Stéphane Paquet, ancien p.-d.g. de Montréal International, et Dieudonné Ella Oyono, qui était directeur du Service de développement économique de la Ville de Montréal, dont les candidatures ont été annoncées dans les derniers jours, respectivement pour les circonscriptions de Pointe-aux-Trembles et Les Plaines, étaient également présents aux côtés du chef du PQ. M. Ella Oyono a également été président du Parti québécois de 2019 à 2021.

« Si nous formons le prochain gouvernement, ce sont eux qui vont transformer profondément le modèle économique du Québec pour mettre fin au gaspillage de fonds publics et au bar ouvert de subventions pour les multinationales pendant que nos PME québécoises n’obtenaient pas les solutions et le soutien qu’ils méritent », a déclaré Paul St-Pierre Plamondon. « Ce sont également eux qui seront aux commandes pour gérer la situation tarifaire avec les États-Unis avec intelligence et avec calme. »

La riposte « au dollar près » est « très dommageable »

Après avoir présenté son équipe économique, M. St-Pierre Plamondon s’en est d’ailleurs pris à la riposte « au dollar près » de Mark Carney aux nouveaux droits de douane américains.
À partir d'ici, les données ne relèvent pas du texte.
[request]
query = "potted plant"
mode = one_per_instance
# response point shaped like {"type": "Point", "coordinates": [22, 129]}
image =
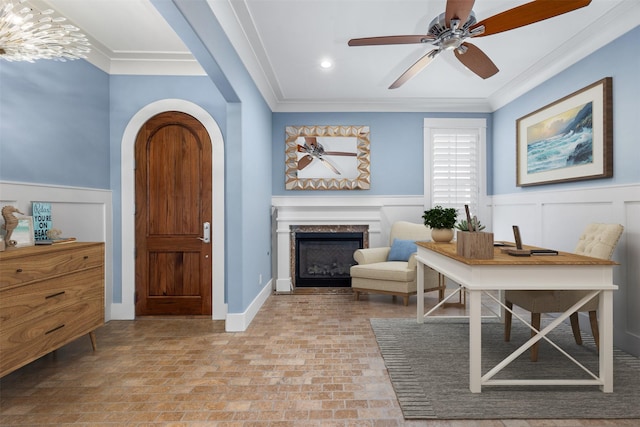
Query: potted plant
{"type": "Point", "coordinates": [441, 221]}
{"type": "Point", "coordinates": [463, 225]}
{"type": "Point", "coordinates": [472, 242]}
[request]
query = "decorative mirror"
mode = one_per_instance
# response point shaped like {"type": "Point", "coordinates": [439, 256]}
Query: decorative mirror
{"type": "Point", "coordinates": [327, 158]}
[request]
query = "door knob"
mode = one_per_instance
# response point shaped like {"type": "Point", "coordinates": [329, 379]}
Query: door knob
{"type": "Point", "coordinates": [206, 233]}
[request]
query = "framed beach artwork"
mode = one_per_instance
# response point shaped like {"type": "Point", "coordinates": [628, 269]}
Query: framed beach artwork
{"type": "Point", "coordinates": [23, 234]}
{"type": "Point", "coordinates": [568, 140]}
{"type": "Point", "coordinates": [327, 158]}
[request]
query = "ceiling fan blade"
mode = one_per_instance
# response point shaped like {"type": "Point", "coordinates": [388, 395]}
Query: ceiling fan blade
{"type": "Point", "coordinates": [303, 162]}
{"type": "Point", "coordinates": [339, 153]}
{"type": "Point", "coordinates": [374, 41]}
{"type": "Point", "coordinates": [477, 61]}
{"type": "Point", "coordinates": [528, 13]}
{"type": "Point", "coordinates": [419, 65]}
{"type": "Point", "coordinates": [459, 9]}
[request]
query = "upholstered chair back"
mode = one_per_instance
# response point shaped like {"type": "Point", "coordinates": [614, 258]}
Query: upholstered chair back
{"type": "Point", "coordinates": [405, 230]}
{"type": "Point", "coordinates": [599, 240]}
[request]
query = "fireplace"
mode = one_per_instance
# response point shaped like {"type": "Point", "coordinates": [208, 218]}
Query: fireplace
{"type": "Point", "coordinates": [322, 256]}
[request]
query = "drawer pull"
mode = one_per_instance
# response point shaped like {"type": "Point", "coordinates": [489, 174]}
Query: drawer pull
{"type": "Point", "coordinates": [54, 295]}
{"type": "Point", "coordinates": [54, 329]}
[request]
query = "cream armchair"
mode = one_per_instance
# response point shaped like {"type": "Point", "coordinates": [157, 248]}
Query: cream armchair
{"type": "Point", "coordinates": [598, 241]}
{"type": "Point", "coordinates": [393, 269]}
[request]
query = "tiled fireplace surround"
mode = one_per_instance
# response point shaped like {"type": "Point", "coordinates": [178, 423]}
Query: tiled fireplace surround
{"type": "Point", "coordinates": [371, 215]}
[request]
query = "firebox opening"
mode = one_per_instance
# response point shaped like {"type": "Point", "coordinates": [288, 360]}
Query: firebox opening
{"type": "Point", "coordinates": [324, 259]}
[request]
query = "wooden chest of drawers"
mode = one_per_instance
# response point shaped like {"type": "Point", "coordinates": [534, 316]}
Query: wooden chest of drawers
{"type": "Point", "coordinates": [49, 296]}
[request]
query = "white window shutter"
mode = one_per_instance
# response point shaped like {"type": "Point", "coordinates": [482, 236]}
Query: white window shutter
{"type": "Point", "coordinates": [455, 168]}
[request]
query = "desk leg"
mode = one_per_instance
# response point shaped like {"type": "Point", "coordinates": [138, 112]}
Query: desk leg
{"type": "Point", "coordinates": [420, 293]}
{"type": "Point", "coordinates": [475, 341]}
{"type": "Point", "coordinates": [606, 340]}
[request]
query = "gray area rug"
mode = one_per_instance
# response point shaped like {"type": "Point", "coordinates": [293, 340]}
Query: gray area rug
{"type": "Point", "coordinates": [429, 369]}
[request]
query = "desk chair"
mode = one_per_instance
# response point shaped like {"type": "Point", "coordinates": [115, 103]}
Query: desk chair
{"type": "Point", "coordinates": [598, 241]}
{"type": "Point", "coordinates": [393, 269]}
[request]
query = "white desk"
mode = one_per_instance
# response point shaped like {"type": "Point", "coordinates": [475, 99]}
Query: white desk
{"type": "Point", "coordinates": [562, 272]}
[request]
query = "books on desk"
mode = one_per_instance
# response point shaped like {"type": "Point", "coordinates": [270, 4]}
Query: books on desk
{"type": "Point", "coordinates": [530, 252]}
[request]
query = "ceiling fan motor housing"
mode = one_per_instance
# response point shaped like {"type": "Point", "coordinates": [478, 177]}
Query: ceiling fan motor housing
{"type": "Point", "coordinates": [450, 35]}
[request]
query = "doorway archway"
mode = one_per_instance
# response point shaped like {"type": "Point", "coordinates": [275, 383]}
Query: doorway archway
{"type": "Point", "coordinates": [127, 187]}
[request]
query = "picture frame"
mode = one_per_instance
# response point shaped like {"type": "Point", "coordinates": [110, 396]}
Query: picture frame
{"type": "Point", "coordinates": [555, 144]}
{"type": "Point", "coordinates": [327, 158]}
{"type": "Point", "coordinates": [23, 233]}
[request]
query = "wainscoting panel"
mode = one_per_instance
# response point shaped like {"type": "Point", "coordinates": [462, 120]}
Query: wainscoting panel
{"type": "Point", "coordinates": [83, 213]}
{"type": "Point", "coordinates": [555, 219]}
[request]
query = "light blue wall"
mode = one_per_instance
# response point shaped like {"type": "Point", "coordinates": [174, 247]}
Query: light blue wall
{"type": "Point", "coordinates": [54, 123]}
{"type": "Point", "coordinates": [397, 154]}
{"type": "Point", "coordinates": [248, 165]}
{"type": "Point", "coordinates": [621, 60]}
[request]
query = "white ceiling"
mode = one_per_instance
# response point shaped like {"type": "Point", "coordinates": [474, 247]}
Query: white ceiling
{"type": "Point", "coordinates": [282, 43]}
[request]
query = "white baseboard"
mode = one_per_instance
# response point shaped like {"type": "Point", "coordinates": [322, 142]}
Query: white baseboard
{"type": "Point", "coordinates": [239, 322]}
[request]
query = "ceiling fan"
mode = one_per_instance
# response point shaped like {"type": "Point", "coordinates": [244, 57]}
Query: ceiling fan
{"type": "Point", "coordinates": [315, 150]}
{"type": "Point", "coordinates": [450, 29]}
Le chef du PQ estime que cette stratégie est « très dommageable pour les entreprises du Québec ».

« Nous étions d’accord avec Christine Fréchette : les tarifs dollar par dollar sont une mauvaise stratégie pour les PME québécoises », a-t-il affirmé. « Ce sont les consommateurs et les entreprises qui vont devoir les payer. »

La première ministre québécoise a affirmé dimanche que « l’important pour les mesures de représailles, ce n’est pas nécessairement que l’on atteint le même montant de la valeur […] que ce qui nous est imposé comme tarif, mais qu’on soit surtout stratégiques dans [leur] choix ».

M. St-Pierre Plamondon a noté que « ce qui ressort des révélations des derniers jours, c’est que le Québec n’était pas consulté ni même informé du contenu des négociations ». Il a ensuite repris à son compte une phrase du premier ministre canadien, Mark Carney : « Si vous n’êtes pas à la table, vous êtes au menu. »

Le chef du Parti québécois préconise plutôt des contre-tarifs ciblés sur certains secteurs de production américaine « sans nous affecter dans notre production ».